Optionally, an additional solvent can be added to the plastic particles and/or the combined feed to further facilitate dissolution of the plastic particles. Aromatic solvents are examples of potential additional solvents.

As noted above, a plastic feedstock can include 0.1 wt % to 25 wt % of nitrogen-containing polymers, relative to a weight of the plastic feedstock. For a typical nitrogen-containing polymer, such as a nylon or another type of polyamide, nitrogen atoms correspond to 5.0 wt % to 20 wt % of the weight of the nitrogen-containing polymer. Thus, the initial nitrogen content of the plastic feedstock can potentially range from 50 wppm to 50,000 wppm (5.0 wt %).

After exposure to a coking environment, it is believed that the nitrogen content from the plastic feedstock is not evenly distributed across the boiling range of the coker effluent.
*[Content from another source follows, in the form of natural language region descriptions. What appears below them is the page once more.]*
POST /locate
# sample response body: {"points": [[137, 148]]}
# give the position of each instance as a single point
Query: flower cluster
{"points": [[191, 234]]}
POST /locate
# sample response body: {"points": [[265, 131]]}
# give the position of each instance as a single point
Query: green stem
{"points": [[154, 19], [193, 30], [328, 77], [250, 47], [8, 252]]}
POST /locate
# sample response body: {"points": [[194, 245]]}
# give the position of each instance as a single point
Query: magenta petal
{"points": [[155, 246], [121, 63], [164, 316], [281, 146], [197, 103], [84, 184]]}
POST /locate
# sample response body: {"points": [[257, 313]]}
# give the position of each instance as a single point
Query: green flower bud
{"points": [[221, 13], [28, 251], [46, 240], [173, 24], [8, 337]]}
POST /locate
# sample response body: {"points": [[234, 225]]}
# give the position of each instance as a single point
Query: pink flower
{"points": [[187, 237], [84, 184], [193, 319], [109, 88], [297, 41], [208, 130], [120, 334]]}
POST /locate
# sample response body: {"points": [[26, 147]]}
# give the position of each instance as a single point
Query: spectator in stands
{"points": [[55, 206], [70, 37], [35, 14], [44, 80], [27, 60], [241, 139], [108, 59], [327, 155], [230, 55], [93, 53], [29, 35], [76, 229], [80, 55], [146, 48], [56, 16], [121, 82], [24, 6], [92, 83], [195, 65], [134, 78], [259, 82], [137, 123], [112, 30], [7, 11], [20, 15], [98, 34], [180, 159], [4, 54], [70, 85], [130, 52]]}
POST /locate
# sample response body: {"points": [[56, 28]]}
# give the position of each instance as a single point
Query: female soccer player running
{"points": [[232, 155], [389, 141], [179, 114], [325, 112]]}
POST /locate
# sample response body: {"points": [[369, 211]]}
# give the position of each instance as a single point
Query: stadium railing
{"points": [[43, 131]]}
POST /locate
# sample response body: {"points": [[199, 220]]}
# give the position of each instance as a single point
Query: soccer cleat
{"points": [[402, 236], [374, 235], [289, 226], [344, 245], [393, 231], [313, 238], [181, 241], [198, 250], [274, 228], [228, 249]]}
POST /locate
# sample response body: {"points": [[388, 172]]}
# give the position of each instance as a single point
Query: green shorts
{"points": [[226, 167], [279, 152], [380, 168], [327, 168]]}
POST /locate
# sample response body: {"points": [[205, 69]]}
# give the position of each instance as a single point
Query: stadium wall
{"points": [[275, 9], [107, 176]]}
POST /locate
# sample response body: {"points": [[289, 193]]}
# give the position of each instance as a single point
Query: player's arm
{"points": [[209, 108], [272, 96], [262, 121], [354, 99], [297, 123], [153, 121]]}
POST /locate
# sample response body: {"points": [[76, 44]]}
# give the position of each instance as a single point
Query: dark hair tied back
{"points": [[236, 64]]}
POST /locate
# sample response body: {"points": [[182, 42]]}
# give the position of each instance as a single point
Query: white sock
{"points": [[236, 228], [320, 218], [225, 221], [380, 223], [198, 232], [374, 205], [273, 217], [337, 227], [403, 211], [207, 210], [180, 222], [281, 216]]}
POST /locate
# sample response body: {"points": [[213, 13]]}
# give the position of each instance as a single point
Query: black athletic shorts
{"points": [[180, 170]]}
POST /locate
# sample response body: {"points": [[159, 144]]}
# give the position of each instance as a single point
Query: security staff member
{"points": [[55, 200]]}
Instead, the jet/kerosene boiling range components of the coker effluent can have an unexpectedly high share of the nitrogen derived from the plastic feedstock. This can occur based on several mechanisms during coking.

First, for polymers such as Nylon 6, caprolactam is a common decomposition product during pyrolysis. When exposing Nylon 6 to coking conditions, roughly 5.0 wt % to 10 wt % of the coking products derived from Nylon 6 can correspond to caprolactam. Because caprolactam is a jet boiling range compound, the production of caprolactam results in a concentration of nitrogen from the plastic feedstock in the jet boiling range portion of the coker effluent. More generally, to the degree that larger chain fragments are formed during coking of a polyamide, such larger chain fragments will also correspond to amides.